The Anderson/Higgs/Brout-Englert Mass-Generation Mechanism
Now what would happen if we had fields H and W and a potential
- V = + ½ mH2 H2 + ¼ λ H4 + ½ mW2 W2 + ⅛ g2 H2 W2
- V = – ½ μH2 H2 + ¼ λ H4 + ½ mW2 W2 + ⅛ g2 H2 W2
The first case is the unbroken phase; it would have <H> = 0. Also, <W> = 0, and the coefficient of W2 is mW2, meaning the W particle has mass mW.
- Mass of h particle = mH
- Mass of W particle = mW
But in the second case, we are in the broken phase, < H > = v = μH /λ1/2. Again <W> = 0. Shifting H and writing H = v + h, we find
- V = constant + μH2 h2 + λvh3 + ¼ λh4 + ½ mW2 W2 + ⅛ g2 v2 W2 + ¼ g2 v h W2
We can collect the purely W2 terms
- V = constant + μH2 h2 + λvh3 + ¼ λh4 + ½ (mW2 + ¼ g2 v2) W2 + ¼ g2 v h W2
Now the W field’s mass – the terms multiplying W2 – has shifted
- Mass of h particle = √2 μH
- Mass of W particle = (mW2 + ¼ g2 v2)1/2
In short, a non-zero vev for H (i.e. <H>, or in other words, v) shifts the mass of the W.
And in fact, if mW were zero, then in the unbroken phase the W would have zero rest mass, while in the broken phase its mass would be ½ g v.

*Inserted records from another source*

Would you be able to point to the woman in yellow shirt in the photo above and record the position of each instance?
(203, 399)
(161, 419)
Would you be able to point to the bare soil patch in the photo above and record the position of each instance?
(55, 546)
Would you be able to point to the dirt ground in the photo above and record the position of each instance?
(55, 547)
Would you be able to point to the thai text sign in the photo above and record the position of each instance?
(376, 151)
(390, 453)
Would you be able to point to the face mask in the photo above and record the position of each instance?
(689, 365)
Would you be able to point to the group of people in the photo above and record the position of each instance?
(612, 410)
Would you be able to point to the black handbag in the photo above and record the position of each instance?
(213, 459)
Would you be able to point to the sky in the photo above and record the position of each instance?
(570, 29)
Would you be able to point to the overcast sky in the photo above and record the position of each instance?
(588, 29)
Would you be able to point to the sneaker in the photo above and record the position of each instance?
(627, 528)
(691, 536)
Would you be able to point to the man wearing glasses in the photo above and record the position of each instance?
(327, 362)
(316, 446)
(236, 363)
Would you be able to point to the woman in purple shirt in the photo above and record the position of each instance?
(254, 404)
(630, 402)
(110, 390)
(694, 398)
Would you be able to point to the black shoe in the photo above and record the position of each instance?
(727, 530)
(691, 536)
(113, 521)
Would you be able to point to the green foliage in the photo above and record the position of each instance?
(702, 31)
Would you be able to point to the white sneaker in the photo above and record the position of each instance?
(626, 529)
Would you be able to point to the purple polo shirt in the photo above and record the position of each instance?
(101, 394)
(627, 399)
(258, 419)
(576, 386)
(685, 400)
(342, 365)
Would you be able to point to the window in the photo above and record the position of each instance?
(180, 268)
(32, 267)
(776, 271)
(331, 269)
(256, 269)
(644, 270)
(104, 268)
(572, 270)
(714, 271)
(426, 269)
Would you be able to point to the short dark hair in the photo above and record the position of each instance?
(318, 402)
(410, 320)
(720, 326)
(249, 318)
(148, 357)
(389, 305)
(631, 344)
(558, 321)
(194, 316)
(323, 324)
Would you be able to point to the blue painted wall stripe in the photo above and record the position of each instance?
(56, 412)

In short, this is an example in which a massless particle has developed a mass. This is a crude cartoon, but it captures much of the essence of the Anderson/Higgs/Brout-Englert mechanism for mass generation.
To understand why certain mass parameters, such as mW here, must be zero for some fields, and why the corresponding particles therefore require this mechanism in order for them to have any mass at all, requires a longer discussion. We will get back to that later.